Ruschia leptocalyx
- Conservation status: Least Concern (IUCN 3.1)

Scientific classification
- Kingdom: Plantae
- Clade: Tracheophytes
- Clade: Angiosperms
- Clade: Eudicots
- Order: Caryophyllales
- Family: Aizoaceae
- Genus: Ruschia
- Species: R. leptocalyx
- Binomial name: Ruschia leptocalyx L.Bolus

= Ruschia leptocalyx =

- Authority: L.Bolus
- Conservation status: LC

Species of succulent

Ruschia leptocalyx is a species of succulent plant in the family Aizoaceae. It is endemic to the Cape Provinces of South Africa, where its natural habitat is in rocky renosterveld vegetation in the southern Cape.

==Description==
A slender branching shrub. The leaves are yellowish-gray, glabrous and sharply triangular in cross-section. The sharp leaf-keel is minutely serrated. leaves are circa 20mm long.

The flowers are purple-to-red, with pink stamens and staminodes at the centre.

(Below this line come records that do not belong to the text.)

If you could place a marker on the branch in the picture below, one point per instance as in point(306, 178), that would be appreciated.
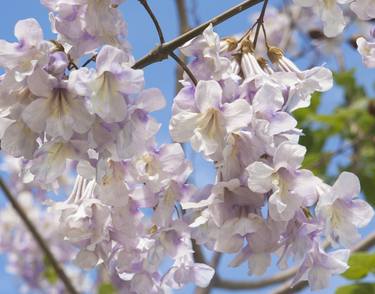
point(364, 245)
point(38, 238)
point(183, 28)
point(161, 52)
point(161, 38)
point(154, 20)
point(260, 22)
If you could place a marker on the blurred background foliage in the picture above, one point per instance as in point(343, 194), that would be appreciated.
point(352, 126)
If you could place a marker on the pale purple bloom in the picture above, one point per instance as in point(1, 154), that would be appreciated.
point(318, 266)
point(341, 213)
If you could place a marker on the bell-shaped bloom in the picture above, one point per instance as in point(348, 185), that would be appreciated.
point(341, 213)
point(330, 13)
point(137, 134)
point(19, 140)
point(302, 83)
point(87, 24)
point(267, 104)
point(50, 160)
point(208, 63)
point(364, 9)
point(22, 56)
point(318, 266)
point(279, 178)
point(367, 51)
point(59, 111)
point(107, 87)
point(261, 244)
point(186, 271)
point(206, 125)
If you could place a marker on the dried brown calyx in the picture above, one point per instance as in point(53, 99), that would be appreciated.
point(247, 46)
point(275, 54)
point(232, 43)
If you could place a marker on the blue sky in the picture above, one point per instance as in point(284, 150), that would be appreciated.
point(143, 37)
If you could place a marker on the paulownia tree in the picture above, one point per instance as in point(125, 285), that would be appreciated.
point(75, 121)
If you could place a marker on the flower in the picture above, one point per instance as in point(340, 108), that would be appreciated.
point(206, 123)
point(341, 213)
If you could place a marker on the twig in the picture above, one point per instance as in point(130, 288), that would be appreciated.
point(185, 67)
point(364, 245)
point(260, 22)
point(183, 28)
point(154, 20)
point(38, 238)
point(161, 52)
point(161, 38)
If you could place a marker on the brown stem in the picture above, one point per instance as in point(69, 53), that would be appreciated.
point(38, 238)
point(154, 20)
point(260, 22)
point(161, 52)
point(161, 38)
point(185, 67)
point(183, 28)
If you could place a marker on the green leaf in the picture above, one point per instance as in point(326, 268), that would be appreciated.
point(106, 288)
point(49, 272)
point(347, 81)
point(362, 288)
point(360, 265)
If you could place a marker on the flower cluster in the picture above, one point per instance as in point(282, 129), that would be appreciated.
point(25, 258)
point(132, 209)
point(367, 49)
point(98, 118)
point(332, 14)
point(263, 201)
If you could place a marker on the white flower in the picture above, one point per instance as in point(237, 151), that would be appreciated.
point(367, 50)
point(108, 86)
point(340, 213)
point(206, 125)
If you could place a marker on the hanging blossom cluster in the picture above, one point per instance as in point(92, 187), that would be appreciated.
point(332, 15)
point(240, 116)
point(24, 256)
point(121, 212)
point(124, 211)
point(367, 49)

The flowers appear single or in small groups, and there are small bracteoles at the base of the flower stalks.

The seed capsule is gray, and 5-locular, with a base that is a tapering funnel shape.

==Distribution==
This plant occurs in Renosterveld vegetation near Riversdale in the Overberg region, in the southern part of the Western Cape province, South Africa.